The educational reform represents a social and political scenario in which numerous interests meet and face one another. At the same time, these interests are varied and contradictory. If this state of affairs is taken into consideration, the only possibility of advancing effective transformations would involve openly struggling against them. However, this task turns out to be impossible since, in the last decades, the interests behind education and its business have been conveniently concealed focusing on groups that seem to keep apart from public debate on the reform.

Nevertheless, it is still possible to assume that the educational reform constitutes an opportunity to reconstruct horizons for Chilean society -beyond the strictly technical matters to which it is intended to be reduced- inasmuch as it also opens an opportunity to reconstruct politics and public debate so as to overcome the increasing abyss between State and society. For the reform to reach transforming strength, it is necessary, among other things, to unveil and reveal those interests behind education. This is no minor task if we bear in mind the present legitimacy crisis concerning politics and its weakened capacity to process this and other conflicts.
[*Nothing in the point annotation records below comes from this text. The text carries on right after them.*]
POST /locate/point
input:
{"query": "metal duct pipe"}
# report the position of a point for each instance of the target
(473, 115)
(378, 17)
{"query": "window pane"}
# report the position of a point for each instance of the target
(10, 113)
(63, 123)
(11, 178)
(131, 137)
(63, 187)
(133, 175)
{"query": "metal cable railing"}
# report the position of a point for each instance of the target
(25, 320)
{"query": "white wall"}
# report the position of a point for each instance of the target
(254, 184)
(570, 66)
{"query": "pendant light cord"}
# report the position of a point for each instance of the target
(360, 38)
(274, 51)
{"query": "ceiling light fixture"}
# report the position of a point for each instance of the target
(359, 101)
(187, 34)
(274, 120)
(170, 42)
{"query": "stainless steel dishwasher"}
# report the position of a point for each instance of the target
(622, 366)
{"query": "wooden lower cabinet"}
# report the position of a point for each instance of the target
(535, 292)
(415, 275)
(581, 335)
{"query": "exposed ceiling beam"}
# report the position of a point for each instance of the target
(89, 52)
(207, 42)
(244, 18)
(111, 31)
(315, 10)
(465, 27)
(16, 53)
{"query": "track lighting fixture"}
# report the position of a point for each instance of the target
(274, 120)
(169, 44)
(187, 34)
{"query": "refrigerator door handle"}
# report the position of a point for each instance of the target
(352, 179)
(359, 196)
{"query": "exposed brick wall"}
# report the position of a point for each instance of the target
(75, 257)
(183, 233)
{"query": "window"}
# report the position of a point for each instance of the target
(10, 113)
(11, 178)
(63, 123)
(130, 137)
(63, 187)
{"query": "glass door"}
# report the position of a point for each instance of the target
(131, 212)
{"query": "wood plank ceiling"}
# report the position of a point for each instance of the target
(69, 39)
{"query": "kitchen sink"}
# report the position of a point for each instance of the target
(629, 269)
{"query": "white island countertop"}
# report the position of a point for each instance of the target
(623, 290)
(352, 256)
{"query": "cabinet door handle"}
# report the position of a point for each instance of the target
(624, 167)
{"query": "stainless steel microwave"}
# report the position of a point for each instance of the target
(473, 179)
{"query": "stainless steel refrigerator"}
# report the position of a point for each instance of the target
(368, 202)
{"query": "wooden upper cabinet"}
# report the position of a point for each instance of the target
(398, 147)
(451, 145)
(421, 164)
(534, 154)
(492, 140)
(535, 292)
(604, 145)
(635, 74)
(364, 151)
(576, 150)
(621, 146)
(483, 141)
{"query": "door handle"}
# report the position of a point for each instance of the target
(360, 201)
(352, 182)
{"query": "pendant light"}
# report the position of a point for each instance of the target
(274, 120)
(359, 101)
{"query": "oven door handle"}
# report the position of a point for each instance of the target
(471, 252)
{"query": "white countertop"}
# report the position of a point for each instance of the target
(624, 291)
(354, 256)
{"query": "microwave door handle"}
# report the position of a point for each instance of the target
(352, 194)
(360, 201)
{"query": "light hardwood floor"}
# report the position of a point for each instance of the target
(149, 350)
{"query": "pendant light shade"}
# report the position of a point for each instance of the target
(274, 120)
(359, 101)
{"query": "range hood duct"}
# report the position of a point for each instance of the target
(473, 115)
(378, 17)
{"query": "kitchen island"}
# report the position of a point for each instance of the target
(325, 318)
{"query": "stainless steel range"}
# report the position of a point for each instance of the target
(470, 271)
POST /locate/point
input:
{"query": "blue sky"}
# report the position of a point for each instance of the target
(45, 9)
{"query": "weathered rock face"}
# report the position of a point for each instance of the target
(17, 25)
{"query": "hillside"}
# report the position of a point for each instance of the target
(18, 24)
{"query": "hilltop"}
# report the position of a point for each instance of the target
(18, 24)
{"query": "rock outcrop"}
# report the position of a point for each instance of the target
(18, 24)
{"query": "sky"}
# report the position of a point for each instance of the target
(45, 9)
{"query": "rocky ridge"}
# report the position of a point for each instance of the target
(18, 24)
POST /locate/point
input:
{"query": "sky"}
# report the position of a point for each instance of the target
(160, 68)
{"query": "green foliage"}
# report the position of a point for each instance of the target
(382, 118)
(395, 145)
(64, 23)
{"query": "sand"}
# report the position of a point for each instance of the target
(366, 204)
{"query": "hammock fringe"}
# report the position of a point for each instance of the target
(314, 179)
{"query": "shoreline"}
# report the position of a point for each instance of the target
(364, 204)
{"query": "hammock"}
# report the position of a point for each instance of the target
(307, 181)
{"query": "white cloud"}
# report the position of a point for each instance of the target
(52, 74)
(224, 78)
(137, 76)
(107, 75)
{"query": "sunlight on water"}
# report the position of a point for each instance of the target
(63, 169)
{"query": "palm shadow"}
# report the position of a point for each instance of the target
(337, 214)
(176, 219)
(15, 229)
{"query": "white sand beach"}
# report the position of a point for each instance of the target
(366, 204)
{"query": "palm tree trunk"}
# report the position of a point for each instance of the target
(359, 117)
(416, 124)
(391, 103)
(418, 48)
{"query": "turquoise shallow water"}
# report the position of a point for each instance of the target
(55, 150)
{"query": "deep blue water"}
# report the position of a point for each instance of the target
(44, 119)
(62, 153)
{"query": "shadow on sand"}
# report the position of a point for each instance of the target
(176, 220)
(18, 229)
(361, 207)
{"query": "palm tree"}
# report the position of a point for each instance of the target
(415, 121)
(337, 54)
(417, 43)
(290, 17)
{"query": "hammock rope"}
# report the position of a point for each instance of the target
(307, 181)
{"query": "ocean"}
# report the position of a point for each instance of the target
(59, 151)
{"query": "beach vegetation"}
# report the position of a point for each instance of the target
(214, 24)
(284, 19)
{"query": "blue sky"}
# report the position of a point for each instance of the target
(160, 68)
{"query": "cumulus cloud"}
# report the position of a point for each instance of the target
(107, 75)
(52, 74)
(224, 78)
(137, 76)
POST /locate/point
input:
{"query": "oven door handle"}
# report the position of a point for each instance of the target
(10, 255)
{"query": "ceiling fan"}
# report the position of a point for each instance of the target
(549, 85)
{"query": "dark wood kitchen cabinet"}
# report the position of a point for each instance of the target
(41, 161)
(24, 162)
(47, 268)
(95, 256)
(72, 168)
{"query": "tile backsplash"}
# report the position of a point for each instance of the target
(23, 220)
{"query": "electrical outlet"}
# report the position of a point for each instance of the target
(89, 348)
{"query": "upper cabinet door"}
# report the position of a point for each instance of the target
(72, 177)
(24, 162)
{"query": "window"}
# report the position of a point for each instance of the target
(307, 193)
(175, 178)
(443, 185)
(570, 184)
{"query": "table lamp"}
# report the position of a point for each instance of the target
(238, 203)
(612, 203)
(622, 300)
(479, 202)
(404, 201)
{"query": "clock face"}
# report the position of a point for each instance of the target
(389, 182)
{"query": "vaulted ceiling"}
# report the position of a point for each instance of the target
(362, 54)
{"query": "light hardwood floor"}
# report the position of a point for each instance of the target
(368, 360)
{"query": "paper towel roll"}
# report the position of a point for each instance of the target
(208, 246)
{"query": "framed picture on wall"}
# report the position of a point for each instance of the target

The education field in Chile has undergone a strong expansion in the last decades. Concerning higher education, such expansion has overwhelmingly been in private hands, which have reached over 80% of enrollments, and which are mostly characterized -except for a few cases- by a high cost and low quality offer. State and traditional institutions have lost their impact on enrollment leading to a progressive weakening of public education.

While enrollment has increased, the number of institutions linked to private higher education has decreased. That is, there has been a concentration process that has been configuring a field dominated by great controllers. Similar to what happens in other areas of privatized public services such as health and pensions, such controllers represent interests of varied nature but what they have in common is their capacity of influencing and exerting  pressure when the time comes to discuss proposals and make political decisions.  Higher education, thus, finds itself controlled by capital from foreign groups, such as Laureate, entrepreneur organizations such as the Confederación de Producción y del Comercio (CPC), (Production and Business Confederation) and even from the Catholic Church. This new private sector imposes its interests upon these expanding mercantile niches that are in the end protected by state subsidies. The favoured way to achieve this has been the colonization of political policy and its actors, course of action that has intensified in full democracy.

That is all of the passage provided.